Humans have always been curious about the origins of life on earth. Many theories and explanations have been offered over the course of human history. When Darwin and Wallace first presented the theory of evolution by natural selection, it led to a great deal of controversy. However, today there is indisputable evidence for this theory. Evolution, according to Darwin, proceeded through ‘Descent with modification’, which simply denoted the passing of traits from parent to offspring, albeit imperfectly. Offspring, while being largely similar to their parents, may show some differences.

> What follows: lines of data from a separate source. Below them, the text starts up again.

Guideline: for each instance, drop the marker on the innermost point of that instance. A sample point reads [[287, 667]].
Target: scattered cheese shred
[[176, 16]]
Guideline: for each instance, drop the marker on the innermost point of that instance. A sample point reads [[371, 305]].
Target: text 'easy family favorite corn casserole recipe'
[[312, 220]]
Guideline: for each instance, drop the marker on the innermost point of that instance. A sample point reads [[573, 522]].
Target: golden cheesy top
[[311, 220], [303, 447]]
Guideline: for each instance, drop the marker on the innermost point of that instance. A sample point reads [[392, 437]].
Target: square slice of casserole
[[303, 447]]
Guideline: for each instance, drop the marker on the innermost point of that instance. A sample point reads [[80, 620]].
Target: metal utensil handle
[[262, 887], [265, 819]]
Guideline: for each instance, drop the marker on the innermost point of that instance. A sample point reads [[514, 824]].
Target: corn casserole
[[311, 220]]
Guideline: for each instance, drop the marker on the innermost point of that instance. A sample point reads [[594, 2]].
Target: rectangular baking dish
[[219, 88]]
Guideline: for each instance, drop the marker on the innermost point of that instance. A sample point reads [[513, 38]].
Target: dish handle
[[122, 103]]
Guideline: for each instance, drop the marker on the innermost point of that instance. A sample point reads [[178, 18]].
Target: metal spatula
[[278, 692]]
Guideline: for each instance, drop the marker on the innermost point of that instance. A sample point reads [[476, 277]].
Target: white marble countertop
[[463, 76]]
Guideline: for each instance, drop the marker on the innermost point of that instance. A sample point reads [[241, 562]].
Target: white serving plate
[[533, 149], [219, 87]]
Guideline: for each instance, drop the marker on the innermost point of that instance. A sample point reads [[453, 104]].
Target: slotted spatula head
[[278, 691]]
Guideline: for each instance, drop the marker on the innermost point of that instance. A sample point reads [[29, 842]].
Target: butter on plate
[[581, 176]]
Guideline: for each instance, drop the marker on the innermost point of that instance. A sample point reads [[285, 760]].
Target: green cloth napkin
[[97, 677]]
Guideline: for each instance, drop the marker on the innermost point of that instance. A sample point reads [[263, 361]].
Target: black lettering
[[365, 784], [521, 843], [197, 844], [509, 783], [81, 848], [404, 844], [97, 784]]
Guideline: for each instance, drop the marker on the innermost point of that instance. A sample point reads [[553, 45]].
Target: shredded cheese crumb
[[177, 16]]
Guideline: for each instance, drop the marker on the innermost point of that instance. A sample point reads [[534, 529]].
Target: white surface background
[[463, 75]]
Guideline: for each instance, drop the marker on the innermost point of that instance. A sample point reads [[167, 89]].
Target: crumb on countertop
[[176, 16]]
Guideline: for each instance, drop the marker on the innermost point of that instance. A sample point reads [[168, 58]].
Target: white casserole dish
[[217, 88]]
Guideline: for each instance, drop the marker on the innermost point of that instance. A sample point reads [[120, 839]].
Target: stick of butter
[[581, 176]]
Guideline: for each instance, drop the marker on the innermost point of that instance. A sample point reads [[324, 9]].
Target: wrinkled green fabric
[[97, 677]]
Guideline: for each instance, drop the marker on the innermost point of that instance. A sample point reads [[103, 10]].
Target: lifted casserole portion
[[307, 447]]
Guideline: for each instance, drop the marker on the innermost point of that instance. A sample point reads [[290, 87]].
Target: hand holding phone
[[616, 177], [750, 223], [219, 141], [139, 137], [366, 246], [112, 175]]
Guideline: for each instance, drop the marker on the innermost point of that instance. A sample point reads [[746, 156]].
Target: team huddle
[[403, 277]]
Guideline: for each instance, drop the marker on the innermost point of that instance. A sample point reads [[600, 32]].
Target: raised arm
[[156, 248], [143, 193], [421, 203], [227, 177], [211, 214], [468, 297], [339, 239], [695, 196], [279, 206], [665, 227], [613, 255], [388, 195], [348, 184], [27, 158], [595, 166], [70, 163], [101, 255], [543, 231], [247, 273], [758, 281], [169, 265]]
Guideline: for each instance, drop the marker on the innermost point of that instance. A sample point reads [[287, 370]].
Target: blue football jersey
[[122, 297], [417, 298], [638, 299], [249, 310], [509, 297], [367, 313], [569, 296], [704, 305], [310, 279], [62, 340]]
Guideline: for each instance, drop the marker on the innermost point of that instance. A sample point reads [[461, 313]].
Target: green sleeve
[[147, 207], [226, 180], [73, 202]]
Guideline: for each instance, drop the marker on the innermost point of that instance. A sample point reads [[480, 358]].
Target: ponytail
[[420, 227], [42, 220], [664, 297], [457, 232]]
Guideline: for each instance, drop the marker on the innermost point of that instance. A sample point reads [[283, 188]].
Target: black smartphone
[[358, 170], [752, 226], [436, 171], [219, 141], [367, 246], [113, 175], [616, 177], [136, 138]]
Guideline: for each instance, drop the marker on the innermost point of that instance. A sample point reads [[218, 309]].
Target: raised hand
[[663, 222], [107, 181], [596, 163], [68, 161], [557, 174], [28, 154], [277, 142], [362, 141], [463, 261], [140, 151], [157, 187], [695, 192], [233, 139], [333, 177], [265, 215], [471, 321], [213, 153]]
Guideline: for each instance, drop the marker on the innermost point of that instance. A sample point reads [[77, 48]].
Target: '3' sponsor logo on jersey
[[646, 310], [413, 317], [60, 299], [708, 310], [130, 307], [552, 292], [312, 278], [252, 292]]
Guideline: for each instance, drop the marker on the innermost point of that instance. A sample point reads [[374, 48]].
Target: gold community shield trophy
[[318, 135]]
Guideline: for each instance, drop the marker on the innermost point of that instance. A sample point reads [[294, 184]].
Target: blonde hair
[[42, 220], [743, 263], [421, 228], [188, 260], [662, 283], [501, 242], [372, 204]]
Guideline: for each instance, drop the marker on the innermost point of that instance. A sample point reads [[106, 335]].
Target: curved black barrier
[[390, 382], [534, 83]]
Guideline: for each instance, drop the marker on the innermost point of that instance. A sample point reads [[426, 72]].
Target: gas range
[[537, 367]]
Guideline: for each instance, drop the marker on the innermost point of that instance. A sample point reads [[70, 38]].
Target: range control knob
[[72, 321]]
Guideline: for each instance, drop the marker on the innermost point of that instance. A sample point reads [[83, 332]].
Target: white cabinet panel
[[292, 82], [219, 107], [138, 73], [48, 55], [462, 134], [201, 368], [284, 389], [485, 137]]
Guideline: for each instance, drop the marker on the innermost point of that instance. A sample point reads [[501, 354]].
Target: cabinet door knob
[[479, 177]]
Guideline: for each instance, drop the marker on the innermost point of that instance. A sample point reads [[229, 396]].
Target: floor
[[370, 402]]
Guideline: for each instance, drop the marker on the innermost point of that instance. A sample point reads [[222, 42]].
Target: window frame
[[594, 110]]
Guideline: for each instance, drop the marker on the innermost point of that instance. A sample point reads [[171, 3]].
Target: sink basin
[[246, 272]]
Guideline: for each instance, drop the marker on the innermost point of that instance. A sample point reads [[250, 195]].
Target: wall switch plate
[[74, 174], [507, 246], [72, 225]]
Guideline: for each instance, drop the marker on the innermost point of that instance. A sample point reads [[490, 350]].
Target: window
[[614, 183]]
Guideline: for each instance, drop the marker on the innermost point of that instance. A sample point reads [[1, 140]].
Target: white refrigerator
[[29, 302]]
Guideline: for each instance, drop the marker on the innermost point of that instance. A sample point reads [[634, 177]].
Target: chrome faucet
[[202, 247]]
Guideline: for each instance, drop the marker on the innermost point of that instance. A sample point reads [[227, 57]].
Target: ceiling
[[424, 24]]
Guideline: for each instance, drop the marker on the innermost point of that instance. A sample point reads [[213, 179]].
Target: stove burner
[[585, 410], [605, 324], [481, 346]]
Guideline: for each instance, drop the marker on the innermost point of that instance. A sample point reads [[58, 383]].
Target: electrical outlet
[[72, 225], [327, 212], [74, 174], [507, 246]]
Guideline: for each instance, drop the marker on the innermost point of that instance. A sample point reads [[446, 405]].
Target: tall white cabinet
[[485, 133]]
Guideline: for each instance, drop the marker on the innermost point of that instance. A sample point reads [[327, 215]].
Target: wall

Over time, these differences may be selected and result in a divergence strong enough for a new species to be formed. This new species is still related to the older one, since it is derived from it. Just like my cousin and I share a common ancestor in the form of a grandfather, species too share common ancestors with other related species. Going sufficiently far back in time, we can actually trace the ancestor for all life on earth (about 3.8 billion years ago). Therefore, we can reconstruct the history of life on earth by carefully reconstructing relationships between species.
Phylogenetics is the field of biology that focuses on the reconstruction of relationships between different species, and the reconstruction of evolutionary history of lineages. Such phylogenetic trees or phylogenies (refer Fig.1) can be constructed using morphological or genetic data. But, thanks to advances in the field of genetics, genetic data or DNA-based information has given us greater power to reconstruct relationships, even amongst very closely related and morphologically similar species. 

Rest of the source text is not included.